Цыпкин снова пожал плечами:
– Хороший. Ни на кого телег не писал, не завидовал, не болтал лишнего.
– Ну а если на трассе у кого поломка – остановится?
Цыпкин вдруг поднял глаза на Костенко, и лоб его собрало морщинами:
– А почему он должен терять заработок?
– Потому, что вы назвали его хорошим человеком. Вы б остановились?

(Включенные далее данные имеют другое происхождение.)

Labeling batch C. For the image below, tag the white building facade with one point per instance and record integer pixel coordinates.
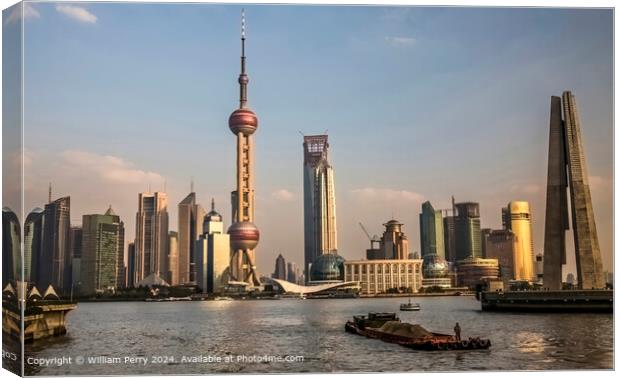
(379, 276)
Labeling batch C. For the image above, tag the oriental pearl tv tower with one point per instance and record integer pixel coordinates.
(244, 234)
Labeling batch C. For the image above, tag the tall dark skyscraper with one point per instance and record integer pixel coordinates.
(567, 168)
(11, 241)
(151, 241)
(76, 257)
(131, 265)
(191, 217)
(279, 271)
(320, 235)
(33, 243)
(467, 230)
(55, 262)
(449, 235)
(103, 251)
(431, 231)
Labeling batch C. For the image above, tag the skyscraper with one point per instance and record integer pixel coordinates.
(516, 217)
(191, 216)
(279, 271)
(76, 257)
(103, 251)
(431, 231)
(131, 264)
(449, 230)
(320, 236)
(212, 254)
(55, 262)
(173, 258)
(566, 154)
(501, 245)
(394, 244)
(11, 247)
(467, 230)
(151, 235)
(33, 243)
(244, 234)
(292, 272)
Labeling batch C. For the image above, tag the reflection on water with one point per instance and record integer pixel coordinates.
(314, 329)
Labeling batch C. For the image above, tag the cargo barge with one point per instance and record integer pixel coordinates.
(387, 327)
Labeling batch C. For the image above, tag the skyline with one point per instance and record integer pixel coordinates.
(519, 144)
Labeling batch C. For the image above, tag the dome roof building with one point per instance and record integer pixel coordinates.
(327, 267)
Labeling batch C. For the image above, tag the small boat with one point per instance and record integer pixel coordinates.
(387, 327)
(410, 306)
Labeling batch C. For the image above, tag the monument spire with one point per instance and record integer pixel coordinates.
(243, 77)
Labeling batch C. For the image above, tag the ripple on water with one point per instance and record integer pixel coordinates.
(314, 329)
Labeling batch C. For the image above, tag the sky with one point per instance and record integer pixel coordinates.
(419, 104)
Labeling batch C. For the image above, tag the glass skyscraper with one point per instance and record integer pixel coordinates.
(319, 200)
(103, 251)
(431, 231)
(467, 230)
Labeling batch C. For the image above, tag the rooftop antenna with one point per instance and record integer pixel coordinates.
(243, 78)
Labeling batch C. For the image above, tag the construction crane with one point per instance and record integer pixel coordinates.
(373, 240)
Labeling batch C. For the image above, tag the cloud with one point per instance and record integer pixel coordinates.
(108, 168)
(598, 182)
(77, 13)
(366, 195)
(16, 13)
(283, 195)
(401, 41)
(393, 15)
(526, 189)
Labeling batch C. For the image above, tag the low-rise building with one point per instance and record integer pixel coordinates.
(474, 270)
(381, 276)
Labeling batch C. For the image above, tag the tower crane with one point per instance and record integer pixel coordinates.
(373, 240)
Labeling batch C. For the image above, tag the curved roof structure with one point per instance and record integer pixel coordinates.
(290, 287)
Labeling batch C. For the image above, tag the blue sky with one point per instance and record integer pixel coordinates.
(419, 103)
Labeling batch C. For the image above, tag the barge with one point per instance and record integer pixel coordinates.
(387, 327)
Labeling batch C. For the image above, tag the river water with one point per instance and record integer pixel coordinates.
(269, 335)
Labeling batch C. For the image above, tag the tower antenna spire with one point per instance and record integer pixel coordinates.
(243, 77)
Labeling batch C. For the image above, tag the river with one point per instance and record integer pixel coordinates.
(292, 335)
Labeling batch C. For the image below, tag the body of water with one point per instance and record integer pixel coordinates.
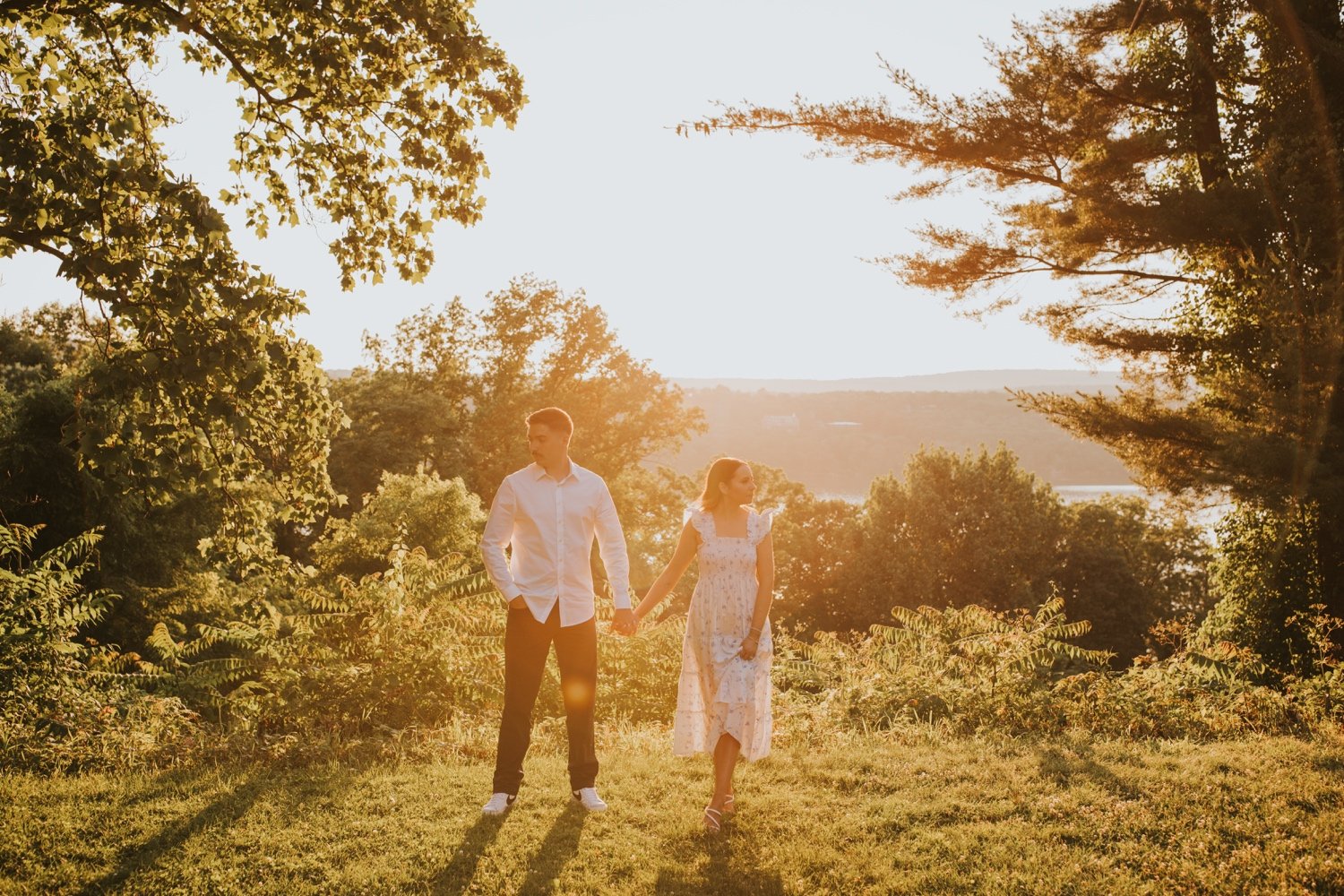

– Это вы философию начинаете.
– Философия сложней, Цыпкин. Вот вы, лично вы, могли бы проехать мимо товарища, у которого поломка?
– Как же я остановлюсь, когда у меня пассажир сидит?
– Вдвоем с пассажиром быстрее б и помогли.
– Вы Христову политграмоту не проводите, не надо, тут детей нет.
– Вы так задиристо говорите оттого, что я попал в точку: Милинко никогда не останавливался, он проезжал мимо, разве нет? Не злитесь. Вы не на меня и не на Милинко сейчас злитесь, вы на себя в досаде. Мы ведь Милинко в убийстве подозреваем, про трупик-то небось разрубленный слыхали?
– Слыхал, – ответил Цыпкин и вдруг явственно вспомнил, как однажды Милинко – было это накануне Нового года, ночью – рубил топором мороженое мясо.
– Отчего задумались?
– Да так…
– Захотите что рассказать – загляните к майору Жукову в угро…
– Было б чего рассказывать.
– Про хорошего человека всегда есть что рассказать…
– Ну и нет! Мы про дрянь – от всего нашего сердца, все вывернем, с-под ногтей грязь выколупаем, а хорошие – они и есть хорошие, чего их трогать, и так – наперечет.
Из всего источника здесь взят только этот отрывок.